On Mon, Dec 18, 2017 at 12:34:22PM -0800, Dave Hansen wrote:
> On 12/18/2017 03:42 AM, Thomas Gleixner wrote:
> > --- a/arch/x86/include/asm/pgtable.h
> > +++ b/arch/x86/include/asm/pgtable.h
> > @@ -1120,6 +1120,11 @@ static inline void pmdp_set_wrprotect(st
> >  static inline void clone_pgd_range(pgd_t *dst, pgd_t *src, int count)
> >  {
> >         memcpy(dst, src, count * sizeof(pgd_t));
> > +#ifdef CONFIG_PAGE_TABLE_ISOLATION
> > +   /* Clone the user space pgd as well */
> > +   memcpy(kernel_to_user_pgdp(dst), kernel_to_user_pgdp(src),
> > +          count * sizeof(pgd_t));
> > +#endif
> >  }
> 
> I was just thinking about this as I re-write the documentation about
> where the overhead of pti comes from.

The think I thought of when I saw this earlier today was that this could
trivially be wrapped in a static_cpu_has(X86_FEATURE_PTI).

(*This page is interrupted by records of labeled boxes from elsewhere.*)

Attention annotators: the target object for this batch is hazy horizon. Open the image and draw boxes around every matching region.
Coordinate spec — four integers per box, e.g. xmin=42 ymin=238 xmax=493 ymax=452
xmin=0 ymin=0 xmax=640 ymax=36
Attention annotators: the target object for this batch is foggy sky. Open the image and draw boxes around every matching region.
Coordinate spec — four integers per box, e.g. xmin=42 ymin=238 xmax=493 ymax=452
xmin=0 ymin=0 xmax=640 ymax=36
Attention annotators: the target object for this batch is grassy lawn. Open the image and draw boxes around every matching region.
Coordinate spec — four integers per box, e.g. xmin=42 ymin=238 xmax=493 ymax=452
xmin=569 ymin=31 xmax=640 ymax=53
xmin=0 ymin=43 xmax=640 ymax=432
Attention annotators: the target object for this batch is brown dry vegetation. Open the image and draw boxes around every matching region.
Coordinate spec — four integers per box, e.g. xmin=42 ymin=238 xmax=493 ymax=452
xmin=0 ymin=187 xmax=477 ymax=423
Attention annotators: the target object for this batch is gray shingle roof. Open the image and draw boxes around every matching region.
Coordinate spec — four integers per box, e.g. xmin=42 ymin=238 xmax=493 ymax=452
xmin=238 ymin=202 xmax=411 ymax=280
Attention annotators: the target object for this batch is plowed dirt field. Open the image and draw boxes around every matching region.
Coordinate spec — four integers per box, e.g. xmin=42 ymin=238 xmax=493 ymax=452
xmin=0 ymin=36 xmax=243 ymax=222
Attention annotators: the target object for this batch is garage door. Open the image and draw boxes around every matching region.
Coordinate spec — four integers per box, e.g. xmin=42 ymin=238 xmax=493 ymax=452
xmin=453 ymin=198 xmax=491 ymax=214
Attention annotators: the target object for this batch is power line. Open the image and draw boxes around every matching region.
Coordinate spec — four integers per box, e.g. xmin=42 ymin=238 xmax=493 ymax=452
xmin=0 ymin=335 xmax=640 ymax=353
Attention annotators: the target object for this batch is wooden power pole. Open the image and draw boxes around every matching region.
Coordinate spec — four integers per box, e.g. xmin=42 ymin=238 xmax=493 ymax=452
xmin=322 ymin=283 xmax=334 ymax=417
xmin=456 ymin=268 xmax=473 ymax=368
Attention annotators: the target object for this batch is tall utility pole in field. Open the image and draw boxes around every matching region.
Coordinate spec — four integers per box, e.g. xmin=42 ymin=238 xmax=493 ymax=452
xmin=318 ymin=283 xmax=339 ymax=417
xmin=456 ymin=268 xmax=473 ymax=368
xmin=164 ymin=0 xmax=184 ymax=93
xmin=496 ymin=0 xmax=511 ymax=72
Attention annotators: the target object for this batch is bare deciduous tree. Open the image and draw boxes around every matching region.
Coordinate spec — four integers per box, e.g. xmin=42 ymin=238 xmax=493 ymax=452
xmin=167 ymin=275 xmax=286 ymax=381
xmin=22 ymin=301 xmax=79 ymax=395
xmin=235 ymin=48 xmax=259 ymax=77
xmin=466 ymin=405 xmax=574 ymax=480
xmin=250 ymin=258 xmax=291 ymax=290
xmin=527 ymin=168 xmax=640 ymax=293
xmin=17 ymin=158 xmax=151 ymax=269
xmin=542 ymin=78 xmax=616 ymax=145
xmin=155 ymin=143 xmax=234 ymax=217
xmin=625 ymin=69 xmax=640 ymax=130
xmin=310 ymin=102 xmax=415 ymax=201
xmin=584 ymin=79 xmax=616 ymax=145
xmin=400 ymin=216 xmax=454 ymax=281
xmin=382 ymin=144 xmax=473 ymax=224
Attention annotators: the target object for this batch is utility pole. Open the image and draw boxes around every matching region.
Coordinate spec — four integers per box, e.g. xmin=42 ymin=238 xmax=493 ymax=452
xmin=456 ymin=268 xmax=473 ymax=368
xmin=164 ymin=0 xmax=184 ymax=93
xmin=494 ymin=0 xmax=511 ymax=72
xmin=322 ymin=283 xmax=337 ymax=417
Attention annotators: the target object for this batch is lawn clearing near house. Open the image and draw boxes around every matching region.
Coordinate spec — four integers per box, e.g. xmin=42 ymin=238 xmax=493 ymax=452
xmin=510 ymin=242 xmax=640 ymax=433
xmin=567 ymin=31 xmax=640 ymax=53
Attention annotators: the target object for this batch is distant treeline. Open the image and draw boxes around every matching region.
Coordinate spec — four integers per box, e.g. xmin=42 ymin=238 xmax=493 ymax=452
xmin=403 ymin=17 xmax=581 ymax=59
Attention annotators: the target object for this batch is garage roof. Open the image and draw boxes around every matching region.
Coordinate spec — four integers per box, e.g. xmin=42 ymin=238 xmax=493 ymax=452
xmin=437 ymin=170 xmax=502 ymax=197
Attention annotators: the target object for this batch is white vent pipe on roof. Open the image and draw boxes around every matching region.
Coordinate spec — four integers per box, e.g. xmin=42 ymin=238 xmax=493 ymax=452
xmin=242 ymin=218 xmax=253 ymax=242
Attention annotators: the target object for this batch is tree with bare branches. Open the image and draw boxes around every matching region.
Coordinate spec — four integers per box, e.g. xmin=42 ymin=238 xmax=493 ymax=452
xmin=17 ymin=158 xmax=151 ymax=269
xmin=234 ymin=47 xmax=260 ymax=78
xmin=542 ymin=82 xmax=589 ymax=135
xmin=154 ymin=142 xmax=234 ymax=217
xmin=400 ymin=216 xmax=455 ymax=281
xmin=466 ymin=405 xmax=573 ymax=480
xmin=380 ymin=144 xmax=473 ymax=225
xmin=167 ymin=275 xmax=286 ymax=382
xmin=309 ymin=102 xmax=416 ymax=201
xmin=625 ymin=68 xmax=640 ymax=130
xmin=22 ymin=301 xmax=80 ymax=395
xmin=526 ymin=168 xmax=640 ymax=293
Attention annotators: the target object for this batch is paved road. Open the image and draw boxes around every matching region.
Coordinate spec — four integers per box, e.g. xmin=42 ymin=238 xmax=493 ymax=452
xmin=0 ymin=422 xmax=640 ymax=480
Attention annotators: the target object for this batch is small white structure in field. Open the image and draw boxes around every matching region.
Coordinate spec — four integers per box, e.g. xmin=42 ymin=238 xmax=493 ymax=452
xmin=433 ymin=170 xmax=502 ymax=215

> This obviously *works* for now.  But, we certainly have the pti-mapped
> stuff spread much less through the address space than when this was
> thrown in here.  It *seems* like we could probably do this with just 4 PGDs:
> 
> >         pti_clone_user_shared();
> >         pti_clone_entry_text();
> >         pti_setup_espfix64();
> >         pti_setup_vsyscall();
> 
> The vsyscall is just one page and the espfix is *sized* to be one PGD,
> so we know each of those only takes one entry.
> 
> We surely don't have 512GB of entry_text, and I don't think KASLR can
> ever cause it to span two PGD entries.
> 
> I also don't think the user_shared area of the fixmap can get *that*
> big.  Does anybody know offhand what the theoretical limits are there?

Problem there is the nr_cpus term I think, we currently have up to 8k
CPUs, but I can see that getting bigger in the future.